This was, arguably, the start of the common use of the phrase “The Molly Mae Effect.” Users were talking about it all over social media, especially on TikTok: the hashtag, #mollymaejacket, has 32.2 million views:
Similarly to the Zara jacket, Molly was seen wearing Adanola’s ‘Ada’ hoodie in Grey Marl (not an AD).
Before I saw Molly Mae post a picture of herself wearing Adanola, I hadn’t heard of the brand. In the upcoming weeks, I saw Adanola clothing being worn and posted about constantly on my Instagram and TikTok feed.
I had to sign up for restock notifications to get my hands on one of their hoodies, as they (still) constantly sell out.
Adanola has influencer- marketing to thank for their success, especially Molly Mae, as social media influencers played a huge part in the demand for the brand.
Hollies Farm Shop
There’s recently been a surge in popularity for Hollies Farm Shop (Tarporley), after Molly Mae posted that she was there on her YouTube and Instagram.
In her YouTube vlog, she said, “Honestly, everything in here is just unreal,” influencing her audience to go and try it for themselves.
Zoe Hague, Molly’s sister, posted their day out to Hollies Farm Shop on her TikTok on the 12th of September, the same day Molly posted the above picture on Instagram. Google searches increased by 416% in the weeks following their visit:
Once again, this sparked talk about the ‘Molly Mae Effect’ on social media, with people posting on TikTok, some complaining about the queues at Hollies since Molly posted about it.
Molly Mae fans also post TikTok videos of their visits, some making POV videos (“POV: You were influenced by Molly Mae”) saying it’s “amazing” but to be “prepared for the queues,” which locals aren’t too happy about:
Image via ‘The Manc’
#holliesfarmshop now has 1.4 million views on TikTok, and it’s expected to be as busy throughout autumn and leading up to Christmas, due to its festive food and decor.
The Vow by Ruth Anne
Five years after the release of the song ‘The Vow’ by Ruth Anne, it hit number 2 in the UK iTunes chart. This surge occurred as a result of Ruth singing her song at Molly and Tommy’s engagement in July.

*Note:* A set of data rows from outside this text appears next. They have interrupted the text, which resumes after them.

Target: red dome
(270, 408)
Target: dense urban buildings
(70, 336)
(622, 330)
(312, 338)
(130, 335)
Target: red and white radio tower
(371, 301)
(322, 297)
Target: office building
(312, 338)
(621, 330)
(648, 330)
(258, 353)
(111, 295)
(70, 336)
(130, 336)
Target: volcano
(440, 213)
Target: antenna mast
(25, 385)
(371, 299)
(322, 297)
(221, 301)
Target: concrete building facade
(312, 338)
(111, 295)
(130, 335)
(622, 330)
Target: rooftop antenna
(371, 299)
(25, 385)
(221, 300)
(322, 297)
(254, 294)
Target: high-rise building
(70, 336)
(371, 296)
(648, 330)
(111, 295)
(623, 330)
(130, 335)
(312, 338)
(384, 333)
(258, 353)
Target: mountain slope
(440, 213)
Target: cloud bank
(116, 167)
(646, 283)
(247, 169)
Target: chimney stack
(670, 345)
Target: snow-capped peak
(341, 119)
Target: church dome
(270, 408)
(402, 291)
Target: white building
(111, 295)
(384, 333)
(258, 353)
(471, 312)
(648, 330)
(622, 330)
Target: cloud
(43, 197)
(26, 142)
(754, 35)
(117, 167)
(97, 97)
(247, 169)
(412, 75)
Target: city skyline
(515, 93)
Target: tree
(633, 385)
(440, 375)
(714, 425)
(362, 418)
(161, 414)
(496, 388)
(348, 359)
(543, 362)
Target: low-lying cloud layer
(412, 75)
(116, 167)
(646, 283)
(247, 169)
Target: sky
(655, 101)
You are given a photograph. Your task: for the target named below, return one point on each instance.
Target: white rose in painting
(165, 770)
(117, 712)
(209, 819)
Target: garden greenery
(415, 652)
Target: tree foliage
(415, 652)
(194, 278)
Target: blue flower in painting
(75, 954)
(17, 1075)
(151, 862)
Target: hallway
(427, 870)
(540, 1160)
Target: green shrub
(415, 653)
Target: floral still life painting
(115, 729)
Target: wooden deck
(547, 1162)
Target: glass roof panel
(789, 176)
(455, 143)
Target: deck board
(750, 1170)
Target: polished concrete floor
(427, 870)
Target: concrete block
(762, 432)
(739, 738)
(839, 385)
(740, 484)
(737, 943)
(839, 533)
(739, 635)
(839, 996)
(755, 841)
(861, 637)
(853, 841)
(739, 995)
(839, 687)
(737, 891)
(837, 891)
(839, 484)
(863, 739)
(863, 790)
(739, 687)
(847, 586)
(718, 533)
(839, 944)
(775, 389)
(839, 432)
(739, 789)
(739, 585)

The song was originally played during the Love Island final and their gender reveal, making it a sentimental song for Molly and Tommy. Ruth said she “can’t believe this song has become a soundtrack for these special moments.”
After hearing the song in Molly Mae’s video, her followers wanted to listen to it, making it extremely popular.

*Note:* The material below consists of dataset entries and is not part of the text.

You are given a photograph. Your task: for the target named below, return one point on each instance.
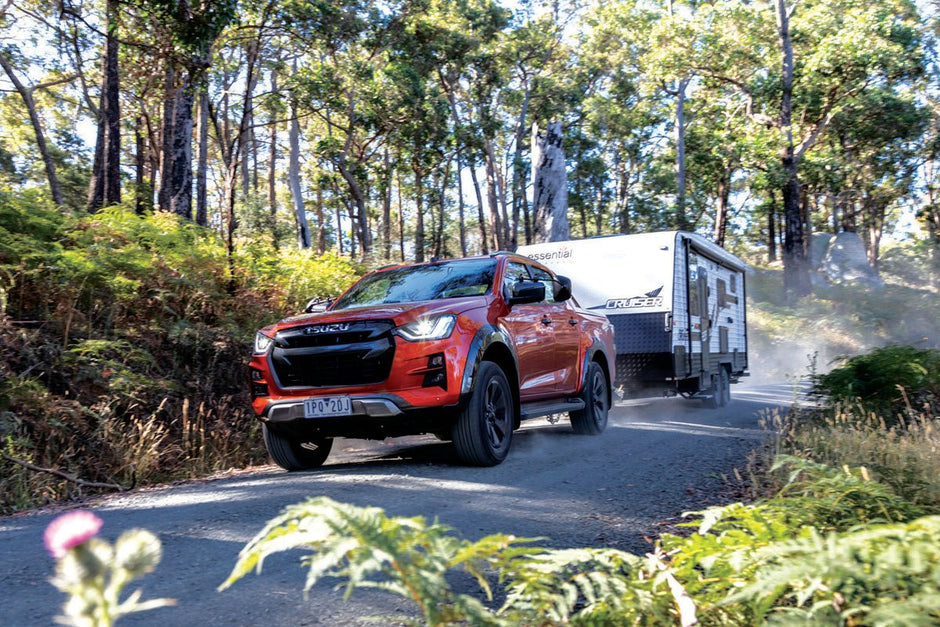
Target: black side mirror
(562, 289)
(316, 305)
(523, 292)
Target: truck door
(531, 328)
(566, 336)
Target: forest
(402, 130)
(175, 174)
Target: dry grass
(904, 456)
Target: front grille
(355, 353)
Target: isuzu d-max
(464, 349)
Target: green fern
(405, 556)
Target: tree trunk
(272, 165)
(360, 224)
(518, 170)
(26, 94)
(202, 159)
(419, 208)
(795, 270)
(105, 187)
(143, 195)
(321, 223)
(293, 180)
(386, 206)
(550, 185)
(176, 182)
(401, 220)
(772, 228)
(681, 220)
(496, 225)
(461, 218)
(721, 215)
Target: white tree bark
(550, 185)
(293, 178)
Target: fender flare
(485, 337)
(596, 347)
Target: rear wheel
(294, 454)
(592, 420)
(720, 390)
(483, 432)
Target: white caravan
(677, 303)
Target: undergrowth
(123, 344)
(858, 555)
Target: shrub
(774, 562)
(889, 381)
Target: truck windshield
(447, 279)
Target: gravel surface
(657, 459)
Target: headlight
(262, 343)
(436, 328)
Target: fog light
(437, 377)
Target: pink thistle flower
(70, 530)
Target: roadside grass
(123, 348)
(843, 529)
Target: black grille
(355, 353)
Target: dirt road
(657, 459)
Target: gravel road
(657, 459)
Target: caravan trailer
(677, 303)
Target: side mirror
(316, 305)
(523, 292)
(562, 289)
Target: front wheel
(592, 420)
(293, 454)
(483, 432)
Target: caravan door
(699, 320)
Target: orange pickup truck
(464, 349)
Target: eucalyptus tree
(188, 33)
(105, 187)
(626, 113)
(795, 66)
(464, 36)
(14, 61)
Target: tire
(483, 432)
(592, 420)
(292, 454)
(726, 396)
(720, 390)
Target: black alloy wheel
(592, 420)
(483, 432)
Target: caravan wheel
(720, 390)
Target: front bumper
(384, 406)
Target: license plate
(326, 406)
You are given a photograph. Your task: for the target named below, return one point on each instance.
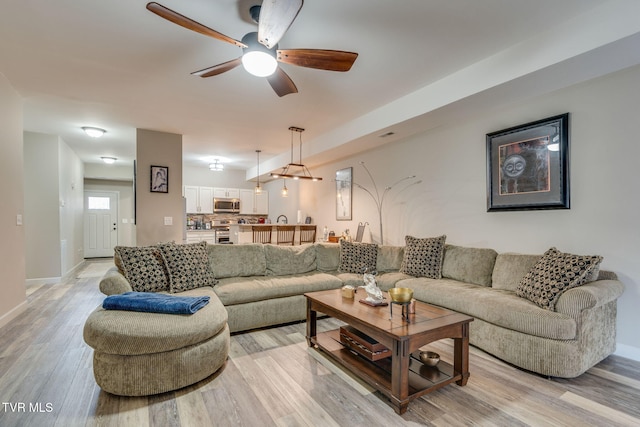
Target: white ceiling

This just proves how anything Molly Mae does, including loving this song, has a huge influence on her followers.
In a world where a single post or mention on social media can ignite trends, boost businesses, and influence personal decisions, the “Molly-Mae Effect” is an example of the substantial influence macro-influencers have on this generation.
Molly Mae’s popularity and the trust she holds among her followers is down to her style and authenticity; she presents herself genuinely and relatably, allowing her audience to connect with her on a personal level. She almost exceeds the label of ‘macro-influencer,’ being one of the biggest influences of our generation.